In the following paper, the authors describe Capsicum, their effort to bring a capability-based protection scheme to FreeBSD Unix. A capability is an unforgeable token that gives its possessor the right to access an object or resource in a computer system. Conceptually, a capability is the combination of an identifier or name for an object (such as a file name, the address of a memory region, or a remote network address) and access rights on that object (such as the ability to read the file, modify the memory region, or exchange packets with the remote host). Capabilities were first formalized in a 1966 paper by Dennis and Van Horn during MIT’s exploration of multiprogramming and time-sharing OSs, and since then, many academic and industrial systems have refined and extended their ideas.

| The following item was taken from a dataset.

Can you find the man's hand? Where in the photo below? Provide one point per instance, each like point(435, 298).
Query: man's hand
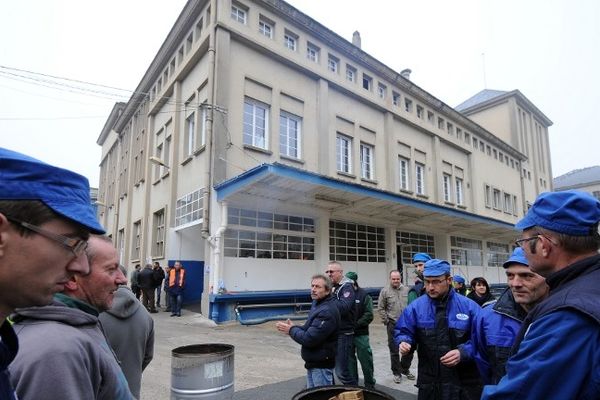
point(451, 358)
point(405, 348)
point(284, 326)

Capabilities are a great fit for sand-boxing; by restricting which capabilities have been granted to an OS process, it is possible to constrain that process to access only the resources it actually requires. For example, a Web browser could be designed to launch a process for each Web page the user has open, and to use capabilities to sandbox each browser process, granting it the ability to access cached data and cookies associated with the page, but preventing it from accessing data from other sites or the user’s desktop.
The major challenge the authors face is preserving Unix’s existing APIs, legacy applications, and performance, while simultaneously providing a path for developers to take advantage of the strong compartmentalization and sandboxing potential of capabilities. To have impact, Capsicum needs to provide developers with an incremental adoption path; it should be easy to create sandboxes, to identify the resources to which the sandbox requires access, and to take an existing codebase and make minimal changes to it to use capabilities and sandboxed environments.
It is too early to tell whether or not Capsicum will succeed at having substantial direct impact. But, in my opinion, it has already succeeded by picking the right problem to solve: finding a way to apply the experiences and ideas developed over the past several decades of OS security research to the systems that most users actually use, in a way that minimizes the effort and expertise required from developers.